Brian’s Lenihan’s diagnosis of cancer – and the the manner in which his terrible news was broken – is going to dominate public discourse well into the New Year. He is going to release a statement about his condition early in the New Year. There will also be a continuing debate about TV3′s decision to run with the story on St Stephen’s Day.
We took a decision to be restrained on this matter in this blog, on the basis that he has yet to make a statement about the nature of his condition, its gravity and its implications.
I will say this and no more: Brian Lenihan is a public figure, a very public figure. Even public figures are entitled to a private life. There is well-estalished law on this in a European context, most notably the decision in favour of Princess Caroline of Monaco that accepted the very public nature of her role but also held that she was entitled to privacy even when in public places. The facts of that case were that she trying to prevent paparazzi taking pictures of her while she was shopping.
There is no way that Brian Lenihan’s illness could not have been disclosed to the general public. The two questions revolved around sensitivity and timing. TV3 will argue that they could have run the story on Christmas Eve but gave him two days to inform his family and those close to him. Others, and I include myself in that group, believe that this argument doesn’t stand water. Essentially, a man who has been diagnosed with a life-threatening illness is not given the choice as to when he can share the news, and must do it on Christmas Eve and Christmas Day.

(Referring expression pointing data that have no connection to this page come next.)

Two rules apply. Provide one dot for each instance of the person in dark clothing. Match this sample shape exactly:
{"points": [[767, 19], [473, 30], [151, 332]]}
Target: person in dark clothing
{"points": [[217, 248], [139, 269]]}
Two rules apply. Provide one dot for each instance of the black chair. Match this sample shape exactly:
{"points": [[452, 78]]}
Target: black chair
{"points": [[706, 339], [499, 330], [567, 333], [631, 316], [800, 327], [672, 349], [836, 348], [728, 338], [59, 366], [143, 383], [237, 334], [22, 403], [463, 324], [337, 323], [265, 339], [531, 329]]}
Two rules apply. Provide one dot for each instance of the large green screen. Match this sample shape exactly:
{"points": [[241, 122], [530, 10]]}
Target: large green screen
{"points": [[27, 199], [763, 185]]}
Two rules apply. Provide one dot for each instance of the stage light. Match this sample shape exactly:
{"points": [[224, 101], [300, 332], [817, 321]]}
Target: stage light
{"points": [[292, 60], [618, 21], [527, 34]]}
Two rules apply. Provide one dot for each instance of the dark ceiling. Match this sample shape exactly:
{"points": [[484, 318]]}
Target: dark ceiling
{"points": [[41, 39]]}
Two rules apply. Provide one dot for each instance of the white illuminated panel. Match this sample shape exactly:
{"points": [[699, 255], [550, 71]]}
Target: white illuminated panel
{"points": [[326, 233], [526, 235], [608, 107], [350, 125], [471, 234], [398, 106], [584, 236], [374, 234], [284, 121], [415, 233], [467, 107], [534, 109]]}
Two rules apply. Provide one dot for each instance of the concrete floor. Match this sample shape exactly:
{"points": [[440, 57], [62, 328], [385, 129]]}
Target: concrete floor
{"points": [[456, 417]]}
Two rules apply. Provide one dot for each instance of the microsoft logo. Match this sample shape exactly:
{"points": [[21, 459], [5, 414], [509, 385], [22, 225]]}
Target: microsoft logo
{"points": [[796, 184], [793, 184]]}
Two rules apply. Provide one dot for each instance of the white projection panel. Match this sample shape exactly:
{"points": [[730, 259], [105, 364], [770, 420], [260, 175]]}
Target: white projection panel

St Stephen’s Day was a Saturday. I am sure that all of the Sundays were aware of the situation and I am also sure that one of the Sundays would have broken the story. But that still doesn’t make it right. As it was, some of the Sundays attacked TV3 for breaking the story, at the same time using it as a cover to write about his illness and prognosis at length.
So how long should we have waited. Sure, the Minister for Finance having a debilitating illness is a public interest story, especially at a time when he is playing such a pivotal role in public and private life. There is no doubt that there would have been disclosure. Last year, there was a lot of speculation about the medical condition of Steve Jobs, the founder of Apple. As the driving force behind, and personification of, a hugely successful brand, his illness was of public interest, even though he refused to make any public statement. Eventually, he confirmed his serious illness and disclosed that he had a liver transplant.
So how long should the media have waited. Sure, not indefinitely. But at least until the early days of the New Year. It’s true that if TV3 had not broken ranks, some other organisation would have. But giving him two days over the Christmas period was just not enough.